Andexanet alfa
⚡ Andexanet alfa (andexanet) is a specific reversal agent designed to neutralise the anticoagulant effects of both direct and indirect factor Xa inhibitors.
It is used in life-threatening bleeding associated with these drugs.
- First-in-class antidote for factor Xa inhibitors.
- Licensed in the UK (specialist hospital use only, usually after haematology/critical care discussion).
⚙️ Mode of Action
- Acts as a decoy protein for factor Xa inhibitors.
- Binds and reverses the activity of apixaban, rivaroxaban, and edoxaban.
- Restores thrombin generation and normal clotting.
🩺 Indications & Dosing
- Major or life-threatening bleeding associated with apixaban, rivaroxaban, or edoxaban.
- Dosing (trial regimens):
• Low dose: 400 mg IV bolus (30 mg/min) → then continuous infusion 4 mg/min for 120 min (total 480 mg).
• High dose: 800 mg IV bolus → then infusion 8 mg/min for 120 min (total 960 mg).
⚠️ Dose depends on the factor Xa inhibitor, timing, and dose last taken.
- Always consult local haematology/major haemorrhage protocol before use.
🔄 Interactions
- No direct drug–drug interactions listed, but see full BNF.

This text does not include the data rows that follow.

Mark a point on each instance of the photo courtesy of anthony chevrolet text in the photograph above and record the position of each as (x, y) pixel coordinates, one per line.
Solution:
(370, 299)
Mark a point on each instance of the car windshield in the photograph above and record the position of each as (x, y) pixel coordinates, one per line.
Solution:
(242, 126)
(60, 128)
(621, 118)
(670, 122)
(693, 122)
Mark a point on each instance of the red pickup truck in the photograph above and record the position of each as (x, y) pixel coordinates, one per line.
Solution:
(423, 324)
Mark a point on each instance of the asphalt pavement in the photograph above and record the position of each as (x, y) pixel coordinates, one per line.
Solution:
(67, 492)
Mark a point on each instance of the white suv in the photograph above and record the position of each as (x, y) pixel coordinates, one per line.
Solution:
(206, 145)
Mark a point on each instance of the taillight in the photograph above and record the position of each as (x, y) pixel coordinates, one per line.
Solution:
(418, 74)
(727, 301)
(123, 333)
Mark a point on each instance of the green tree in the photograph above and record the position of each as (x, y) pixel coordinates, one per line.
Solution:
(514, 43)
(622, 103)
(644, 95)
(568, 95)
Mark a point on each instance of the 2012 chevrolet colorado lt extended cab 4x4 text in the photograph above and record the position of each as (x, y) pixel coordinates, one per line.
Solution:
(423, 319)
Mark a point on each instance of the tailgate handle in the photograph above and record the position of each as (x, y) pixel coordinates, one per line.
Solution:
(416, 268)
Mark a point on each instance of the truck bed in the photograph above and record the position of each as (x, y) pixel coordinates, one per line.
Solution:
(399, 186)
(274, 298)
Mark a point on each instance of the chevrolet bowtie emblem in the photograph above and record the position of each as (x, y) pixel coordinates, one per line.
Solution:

- Concurrent prothrombotic therapies (e.g. PCCs) may increase thrombosis risk.
⚠️ Cautions
- High risk of thromboembolic events after reversal (MI, stroke, DVT/PE).

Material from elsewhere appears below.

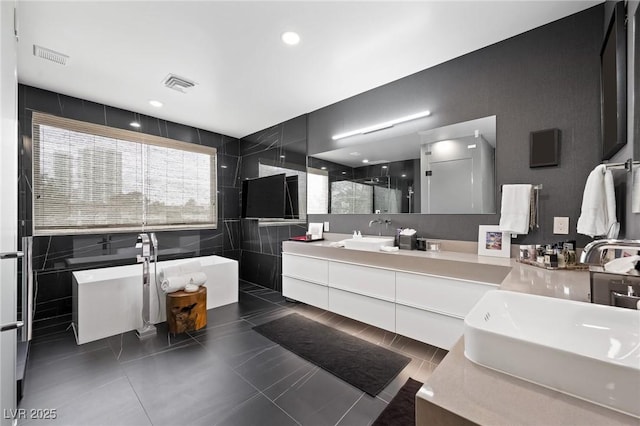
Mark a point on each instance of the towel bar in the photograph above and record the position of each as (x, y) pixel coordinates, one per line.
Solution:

- Restart anticoagulation as soon as clinically safe.
- Limited real-world evidence compared with PCCs → haematology input essential.
⛔ Contraindications
- See BNF for latest guidance.
- Generally avoided unless bleeding is uncontrolled and life-threatening.
⚠️ Side Effects
- Thrombosis (MI, stroke, PE, DVT).
- Infusion reactions: flushing, hot flushes.

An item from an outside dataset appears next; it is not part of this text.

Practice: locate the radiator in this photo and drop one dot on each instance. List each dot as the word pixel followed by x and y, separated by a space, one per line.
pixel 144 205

- Back pain, chest pain, cough.
- Possible increased mortality compared with standard reversal (trial signal).
💡 Clinical Pearls
- 💉 Often stored only in tertiary centres / major trauma hospitals.
- 🧾 NICE and NHS England require strict criteria before release due to cost and risk.
- 🩸 Four-factor PCC (prothrombin complex concentrate) is sometimes used off-label where andexanet is not available.
- 👀 Always involve haematology early - this is not a “grab and give” drug.